If a filling is over-filled, it can completely throw off the bite. If the bite cannot settle correctly into place for long enough, it can cause permanent damage and pain in the jaw. However, the problems don’t end there. If the filling is too high, it can take the brunt of the biting force, putting too much pressure on the ligaments holding the tooth in place. The bruised ligaments can be painful and make it difficult to eat.

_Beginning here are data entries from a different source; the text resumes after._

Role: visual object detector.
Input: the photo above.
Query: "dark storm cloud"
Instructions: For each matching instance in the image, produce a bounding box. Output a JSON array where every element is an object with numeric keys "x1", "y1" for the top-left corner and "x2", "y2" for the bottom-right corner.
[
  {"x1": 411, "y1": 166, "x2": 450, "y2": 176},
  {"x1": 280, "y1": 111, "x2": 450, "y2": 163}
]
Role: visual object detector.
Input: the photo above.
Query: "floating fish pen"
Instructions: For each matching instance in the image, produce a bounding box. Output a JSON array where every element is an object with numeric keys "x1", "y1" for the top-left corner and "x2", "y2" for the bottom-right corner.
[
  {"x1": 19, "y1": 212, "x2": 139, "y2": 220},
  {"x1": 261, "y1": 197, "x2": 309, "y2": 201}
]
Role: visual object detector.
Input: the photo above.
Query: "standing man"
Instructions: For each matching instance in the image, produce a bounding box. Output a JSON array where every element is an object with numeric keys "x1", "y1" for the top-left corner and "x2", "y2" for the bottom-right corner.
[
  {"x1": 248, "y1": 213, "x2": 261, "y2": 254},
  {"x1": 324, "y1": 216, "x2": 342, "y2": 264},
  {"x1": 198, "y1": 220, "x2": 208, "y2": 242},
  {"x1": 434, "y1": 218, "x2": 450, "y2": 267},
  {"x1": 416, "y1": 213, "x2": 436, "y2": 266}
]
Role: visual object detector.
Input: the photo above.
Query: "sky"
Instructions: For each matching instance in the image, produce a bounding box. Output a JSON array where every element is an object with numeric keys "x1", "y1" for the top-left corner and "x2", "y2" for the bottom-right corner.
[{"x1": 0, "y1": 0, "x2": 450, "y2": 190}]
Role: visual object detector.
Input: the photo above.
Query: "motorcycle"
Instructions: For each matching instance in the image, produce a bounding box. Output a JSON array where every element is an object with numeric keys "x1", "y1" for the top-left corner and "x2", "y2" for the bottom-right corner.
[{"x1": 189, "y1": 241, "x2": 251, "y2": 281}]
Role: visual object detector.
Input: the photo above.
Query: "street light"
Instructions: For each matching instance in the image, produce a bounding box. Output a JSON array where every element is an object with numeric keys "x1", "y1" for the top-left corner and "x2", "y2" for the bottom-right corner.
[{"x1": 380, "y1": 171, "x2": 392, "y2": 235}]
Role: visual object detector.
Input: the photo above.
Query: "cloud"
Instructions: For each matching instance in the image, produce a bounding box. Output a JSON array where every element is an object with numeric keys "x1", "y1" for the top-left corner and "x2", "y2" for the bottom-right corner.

To avoid overfilling a tooth, we use a combination of checkpoints. First, we have a patient bite on blue carbon paper. If it leaves a mark on the filling without any spots on the natural teeth, most likely the filling is too high. However, that test sometimes gives false negatives, meaning no blue dots appear on the filling even though the bite is too high. Asking the patient if the bite feels off is another test. That is not a 100 percent accurate test because it is hard to judge a bite when numb. Lastly, we test the bite by the sound an even bite makes. Dentists can hear a chomping sound when a patient bites down on all their teeth evenly. We use a combination of these three tests to check for an even filling.
If there is a high spot on the filling, we simply use a finishing bur in the high-speed drill to remove the high spots. Then we repeat this step until the filling is even with the rest of the bite. During this step of the composite dental filling procedure, we also smooth off sharp edges that irritate the patient.